The county’s integrated preparedness plan is effectively final, Rich said, and will remain a living document listing projects, trainings and exercises for the coming quarter. He told commissioners he has submitted draft memoranda of understanding for shelter use to Buena Vista (BV) and Salida schools, and that those drafts have not yet gone to county legal review. He said the county is coordinating with the American Red Cross on shelter agreements.
On communications, Rich said the county’s emergency operations center (EOC) struggles when more than five or six people connect with phones or laptops: “the system just crashes.” He described testing a commercial cellular booster with 5G capability and said T‑Mobile equipment has produced better connectivity than Verizon or AT&T in his office; he plans to include that capability in next year’s budget proposal.

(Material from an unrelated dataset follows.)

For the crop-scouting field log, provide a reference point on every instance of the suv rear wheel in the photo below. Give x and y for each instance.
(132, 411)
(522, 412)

Rich described recent equipment work: reprogramming the county’s digital trunking radios, improvements to the command-post trailer used at recent events, and ongoing work with local amateur radio operators to support merged communications when state systems fail. He also described an ongoing project to update the county’s radio caches and command-post capabilities.
Training and exercises were another focus. Rich said he has run intermediate Incident Command System courses and other FEMA‑aligned classes with about 22 attendees from county agencies and partners. He described a recent mass‑casualty exercise and an upcoming communications full‑scale test on Aug. 4, plus evacuation and reentry planning sessions scheduled at the BV public safety building.
Commissioners and other attendees raised volunteer and liability questions for search‑and‑rescue (SAR) and other volunteer roles during evacuations. Rich said legal review will be required to determine liability and training needs before volunteers are used for traffic control or similar duties, and he emphasized that “your home is not our priority. Your life is.”
Rich said outreach to homeowners associations (HOAs) is increasing and stressed that part‑time property owners often miss preparedness messages; he has been conducting presentations to HOA meetings and distributing evacuation checklists and Everbridge sign‑up information.
No formal motions or votes were taken on these items. Rich said he will seek acceptance approval from the board only if and when a grant award is offered; the board was asked only for permission to apply for the state mitigation‑planning grant at this stage.
The update covered multiple operational and planning needs—short‑term grant management, communications upgrades, shelter MOUs and volunteer policy—without any immediate, board‑level decisions beyond the manager’s plan to apply for state mitigation planning funds and to seek board acceptance if awarded.